Level of Difficulty: Easy

Ingredients:

LOAF:

  • 1 cup granulated sugar

  • 1 lemon, juice & zest

  • 1 large zucchini, grated

  • 1 ½ cups all-purpose flour

  • 1 teaspoon Diamond Crystal or 1/2 teaspoon Morton kosher salt

  • 1/2 teaspoon cinnamon

  • 1/4 teaspoon ground clove 

  • 1/2 teaspoon grated nutmeg

  • 1 teaspoon baking powder

  • 1 teaspoon baking soda

  • 1/4 cup room temperature Greek yogurt

  • 1/4 cup extra-virgin olive oil

  • 2 large eggs, at room temperature

  • 1 teaspoon vanilla extract or vanilla bean paste

GLAZE:

  • 2 tablespoons room temperature Greek yogurt

  • 1 teaspoon vanilla extract or vanilla bean paste

  • 1 ½ cups powdered sugar

  • ½ teaspoon Diamond Crystal or ¼ teaspoon Morton kosher salt

Steps

MAKE THE LOAF: Preheat the oven to 350 degrees fahrenheit. Grease a loaf pan with cooking spray or butter until the inside is fully coated. 

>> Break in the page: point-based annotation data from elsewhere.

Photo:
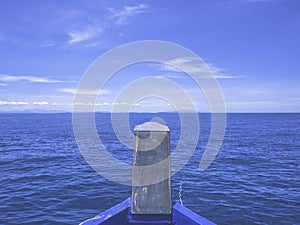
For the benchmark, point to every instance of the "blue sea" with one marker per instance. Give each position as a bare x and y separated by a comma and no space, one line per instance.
255,178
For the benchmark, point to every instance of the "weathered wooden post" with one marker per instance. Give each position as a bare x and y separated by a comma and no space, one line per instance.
151,185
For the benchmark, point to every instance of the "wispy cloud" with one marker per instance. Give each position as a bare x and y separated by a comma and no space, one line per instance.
41,103
74,91
96,26
33,79
13,103
84,34
121,16
190,65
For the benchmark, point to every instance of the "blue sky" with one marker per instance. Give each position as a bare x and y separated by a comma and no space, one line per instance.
252,46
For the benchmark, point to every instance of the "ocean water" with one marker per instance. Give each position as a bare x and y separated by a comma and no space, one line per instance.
255,179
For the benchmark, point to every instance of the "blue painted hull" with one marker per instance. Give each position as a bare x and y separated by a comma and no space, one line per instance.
120,215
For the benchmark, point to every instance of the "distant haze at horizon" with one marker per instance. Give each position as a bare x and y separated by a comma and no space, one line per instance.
251,46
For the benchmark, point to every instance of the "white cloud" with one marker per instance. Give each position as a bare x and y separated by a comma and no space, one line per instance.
83,92
122,15
13,103
84,34
33,79
41,103
190,65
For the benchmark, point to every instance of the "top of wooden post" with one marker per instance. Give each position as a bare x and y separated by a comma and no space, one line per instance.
152,126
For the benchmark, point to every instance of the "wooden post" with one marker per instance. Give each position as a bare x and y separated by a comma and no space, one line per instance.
151,148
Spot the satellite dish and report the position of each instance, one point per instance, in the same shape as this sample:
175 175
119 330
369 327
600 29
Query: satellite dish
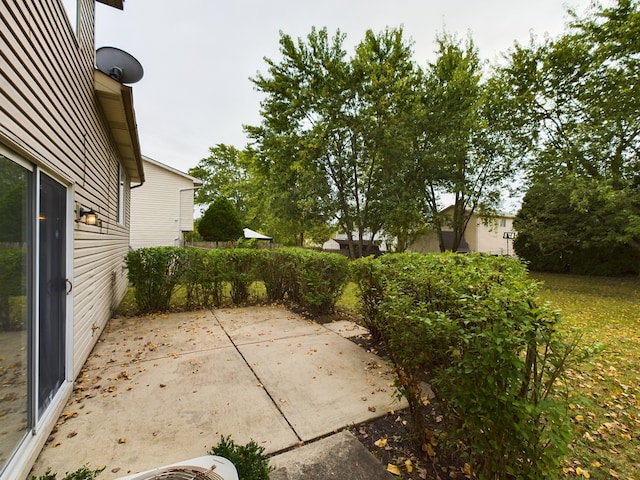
118 64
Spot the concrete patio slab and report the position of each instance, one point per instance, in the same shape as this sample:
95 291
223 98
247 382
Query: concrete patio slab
159 390
321 382
338 457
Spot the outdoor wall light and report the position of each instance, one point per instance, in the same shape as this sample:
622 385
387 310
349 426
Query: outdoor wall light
90 217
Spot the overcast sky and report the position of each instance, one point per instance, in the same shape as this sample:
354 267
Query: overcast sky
198 55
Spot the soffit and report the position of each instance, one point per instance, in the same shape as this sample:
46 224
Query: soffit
116 103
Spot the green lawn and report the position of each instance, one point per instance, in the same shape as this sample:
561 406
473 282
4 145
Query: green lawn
605 389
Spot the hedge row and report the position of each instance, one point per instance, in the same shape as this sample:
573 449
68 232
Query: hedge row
492 353
313 280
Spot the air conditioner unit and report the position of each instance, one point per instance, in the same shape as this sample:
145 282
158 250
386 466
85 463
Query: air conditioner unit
209 467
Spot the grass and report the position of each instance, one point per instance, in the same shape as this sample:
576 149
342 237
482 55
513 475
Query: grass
604 389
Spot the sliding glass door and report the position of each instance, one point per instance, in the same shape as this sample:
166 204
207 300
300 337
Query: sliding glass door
52 289
33 298
16 248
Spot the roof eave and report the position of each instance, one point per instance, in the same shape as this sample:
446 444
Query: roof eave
119 4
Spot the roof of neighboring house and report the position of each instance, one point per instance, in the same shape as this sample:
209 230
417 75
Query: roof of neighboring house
196 181
447 238
497 214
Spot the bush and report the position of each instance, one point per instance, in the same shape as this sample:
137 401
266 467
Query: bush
240 271
473 325
83 473
248 459
203 278
12 269
155 272
320 279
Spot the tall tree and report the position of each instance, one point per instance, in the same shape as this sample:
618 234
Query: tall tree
328 123
225 173
460 148
574 108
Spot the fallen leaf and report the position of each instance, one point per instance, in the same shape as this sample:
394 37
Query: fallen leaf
428 449
408 465
381 442
393 469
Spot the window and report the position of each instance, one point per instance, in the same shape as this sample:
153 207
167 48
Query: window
122 195
71 7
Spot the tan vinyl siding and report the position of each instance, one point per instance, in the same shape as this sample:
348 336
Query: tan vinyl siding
49 115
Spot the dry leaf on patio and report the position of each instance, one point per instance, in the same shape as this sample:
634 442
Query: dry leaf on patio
408 465
382 442
393 469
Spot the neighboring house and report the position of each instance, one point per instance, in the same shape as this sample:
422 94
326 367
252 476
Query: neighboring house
162 209
340 245
69 150
481 236
249 234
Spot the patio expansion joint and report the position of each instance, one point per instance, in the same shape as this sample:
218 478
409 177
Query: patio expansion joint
266 390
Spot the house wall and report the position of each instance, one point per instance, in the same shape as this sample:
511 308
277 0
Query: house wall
489 237
480 236
425 243
49 117
155 206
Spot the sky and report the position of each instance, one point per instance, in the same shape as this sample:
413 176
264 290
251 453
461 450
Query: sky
199 55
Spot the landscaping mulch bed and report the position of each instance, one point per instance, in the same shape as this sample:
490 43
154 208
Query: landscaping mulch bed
389 439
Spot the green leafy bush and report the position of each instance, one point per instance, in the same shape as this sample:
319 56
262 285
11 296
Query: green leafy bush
320 279
248 459
84 473
155 272
203 278
12 266
240 271
473 324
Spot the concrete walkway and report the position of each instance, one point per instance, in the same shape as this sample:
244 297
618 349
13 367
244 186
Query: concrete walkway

In a large bowl, combine granulated sugar and the zest of 1 lemon. Rub the zest into the sugar with your fingertips to infuse the sugar with the lemon. Set aside.

Grate zucchini on a box grater over paper towels or a clean kitchen towel. Cover with more towels and using the palm of your hands, press down to absorb any additional water. Set aside.

In a separate medium bowl, whisk together the dry ingredients: flour, salt, cinnamon, allspice, nutmeg, baking powder & baking soda.

In the bowl of sugar, combine the eggs, olive oil, 1 cup greek yogurt, 2 teaspoons vanilla extract, and whisk to combine. 

Using your hands, squeeze the zucchini to release as much water as possible. Add the zucchini to the wet ingredients and fold to combine using a spatula. 

Pour the dry ingredients into the wet ingredients and using a spatula, delicately fold everything together until just combined. 

Bake for 40-50 minutes until a toothpick inserted comes out clean, the loaf springs back if you push down on the top, and the loaf comes away slightly from the sides of the pan. 

MAKE THE GLAZE: In a separate bowl whisk together lemon juice, 2 tablespoons Greek yogurt, 1 teaspoon vanilla extract, 1/2 teaspoons kosher salt, and 1 1/2 cups powdered sugar until combined. 

Slice the cake directly out of the oven and dollop and spread with glaze or wait for the cake to cool completely, remove from the pan and place the loaf top-side down. Spoon the glaze over the loaf.